The last rule surprised the client. We argued for it because group-travel rebooking logic is genuinely beyond what a model should be making judgement calls on. The cost of being wrong on a 40-pax school trip is too high for the upside of automating it.
Numbers, five months in
The agent handles 1,820 weekly rebooking and information requests. Of those, 62% are resolved without a human ever touching the call — name corrections, itinerary lookups, baggage upgrades, day-of check-in questions, voucher status checks. 26% are routed to the back-office queue for next-morning handling (changes more than 24 hours out, refund decisions, group bookings). 12% land in the duty-manager queue within the 60-second window.
The 23:00 cutoff has been missed once in twenty-two operational weeks. Once, on a night when an air-traffic control strike at Schiphol stacked 84 tickets and the duty managers needed an extra hour they did not have. The agency now has a documented policy for declaring an "incident night" and reporting the next morning under a different SGR clause. That policy did not exist before March, because the problem had never been quantified clearly enough to justify writing it down.
Average handle time for resolved-without-human calls is 2 minutes 11 seconds.
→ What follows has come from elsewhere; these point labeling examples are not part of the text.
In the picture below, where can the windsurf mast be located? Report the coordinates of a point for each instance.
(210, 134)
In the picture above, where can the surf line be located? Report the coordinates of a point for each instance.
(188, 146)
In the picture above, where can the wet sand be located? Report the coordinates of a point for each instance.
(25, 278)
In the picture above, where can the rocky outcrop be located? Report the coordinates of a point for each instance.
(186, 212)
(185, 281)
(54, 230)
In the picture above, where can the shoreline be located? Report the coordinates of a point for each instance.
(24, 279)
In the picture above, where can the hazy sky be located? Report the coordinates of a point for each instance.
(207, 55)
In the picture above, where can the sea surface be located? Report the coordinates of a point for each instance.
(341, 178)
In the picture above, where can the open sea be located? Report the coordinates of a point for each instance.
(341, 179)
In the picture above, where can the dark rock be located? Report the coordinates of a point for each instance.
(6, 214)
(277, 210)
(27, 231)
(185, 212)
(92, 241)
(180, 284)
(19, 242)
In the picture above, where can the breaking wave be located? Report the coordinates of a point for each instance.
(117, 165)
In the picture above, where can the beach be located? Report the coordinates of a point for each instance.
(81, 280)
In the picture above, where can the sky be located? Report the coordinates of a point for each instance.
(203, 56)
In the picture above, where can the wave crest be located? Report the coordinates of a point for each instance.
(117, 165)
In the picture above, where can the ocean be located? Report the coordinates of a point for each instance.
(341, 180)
The agency's old phone tree, when the duty manager answered, averaged 4 minutes 30 seconds. The agent is not faster than a good human. It is faster than a tired human at 22:30, and there is no shift change at 22:30.
What we would do differently
One thing. We built the agent's read-path against Galileo by scripting Smartpoint through a Windows VM, because the API tier was not available. It works. It is also the most fragile part of the system. Every time Travelport ships a Smartpoint update we hold our breath. If you are building voice agents against a GDS, get the API tier before you start. The cost of the tier is less than the cost of one Sunday night spent re-pinning XPath selectors.
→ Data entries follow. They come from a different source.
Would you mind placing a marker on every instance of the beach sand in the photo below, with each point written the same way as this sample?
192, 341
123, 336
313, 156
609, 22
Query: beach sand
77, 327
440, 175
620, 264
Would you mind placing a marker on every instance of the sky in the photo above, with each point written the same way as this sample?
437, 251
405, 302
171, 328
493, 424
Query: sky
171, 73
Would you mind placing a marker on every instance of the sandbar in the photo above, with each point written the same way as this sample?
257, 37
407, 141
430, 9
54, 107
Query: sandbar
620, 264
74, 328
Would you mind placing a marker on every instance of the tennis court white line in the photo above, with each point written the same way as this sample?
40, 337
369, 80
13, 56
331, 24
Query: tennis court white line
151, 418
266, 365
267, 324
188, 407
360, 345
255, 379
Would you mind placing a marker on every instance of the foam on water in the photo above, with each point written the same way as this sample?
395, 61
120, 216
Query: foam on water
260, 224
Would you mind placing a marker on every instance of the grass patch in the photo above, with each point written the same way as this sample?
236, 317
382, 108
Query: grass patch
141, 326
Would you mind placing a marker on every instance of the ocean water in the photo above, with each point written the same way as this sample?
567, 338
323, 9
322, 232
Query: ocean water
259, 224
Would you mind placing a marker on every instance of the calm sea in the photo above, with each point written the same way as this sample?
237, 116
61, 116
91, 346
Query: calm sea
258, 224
When we built this agent for the Maastricht reisorganisatie, the thing we kept running into was that the customers were not the problem. The legacy stack was not the problem either. The problem was designing a handoff the duty manager actually trusted at 22:50 on a Tuesday. We solved it by stripping the duty-manager card down to one action and one number. If you are scoping a voice agent for an operations-heavy business, start there.
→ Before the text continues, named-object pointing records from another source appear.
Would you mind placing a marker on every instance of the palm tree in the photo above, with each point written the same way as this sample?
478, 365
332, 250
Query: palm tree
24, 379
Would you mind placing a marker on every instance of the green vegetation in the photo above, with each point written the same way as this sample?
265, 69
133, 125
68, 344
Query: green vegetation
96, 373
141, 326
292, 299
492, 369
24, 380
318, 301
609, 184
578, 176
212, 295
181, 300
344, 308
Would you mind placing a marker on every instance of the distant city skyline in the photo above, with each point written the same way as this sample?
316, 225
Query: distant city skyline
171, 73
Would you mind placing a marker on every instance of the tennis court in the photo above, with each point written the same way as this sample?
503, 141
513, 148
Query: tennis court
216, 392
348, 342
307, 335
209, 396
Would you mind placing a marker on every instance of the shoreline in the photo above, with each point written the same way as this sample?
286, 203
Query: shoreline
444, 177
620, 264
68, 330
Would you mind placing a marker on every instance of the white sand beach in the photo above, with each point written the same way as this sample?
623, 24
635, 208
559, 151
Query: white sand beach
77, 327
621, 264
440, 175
Spend twenty minutes tomorrow morning timing your duty manager's actual after-hours calls. Not estimating. Timing. The gap between what your operations team thinks the queue looks like and what it actually looks like is where the agent goes.
Key takeaway
Build voice agents against the legacy stack you actually have, and put a human between the agent and any irreversible action.
FAQ
Why not just upgrade SQL Server 2012 first?
Because the after-hours phone problem was bleeding the duty managers every night and the SQL Server migration is a four-month project. We solved the urgent problem against the stack as it exists. The migration is on the roadmap.
How does the agent know a departure is within 24 hours?
It reads the departure timestamp from the SQL Server package-tour record, or the Galileo PNR for flight-only bookings, and compares to call-start time. The 24-hour rule is hard-coded routing logic, not a model judgement.
What stops the agent mis-hearing a PNR and routing the wrong booking?
It reads every PNR back NATO-style (letters and digits) and only proceeds on explicit caller confirmation. Two failed confirmation attempts route the call straight to a human with no booking change attempted.
Can it handle Dutch, German and English on the same call?
Yes. Language detection runs every utterance and the TTS voice switches per turn. Most callers stay in one language, but Limburg travellers sometimes flip between Dutch and German mid-sentence and the agent follows.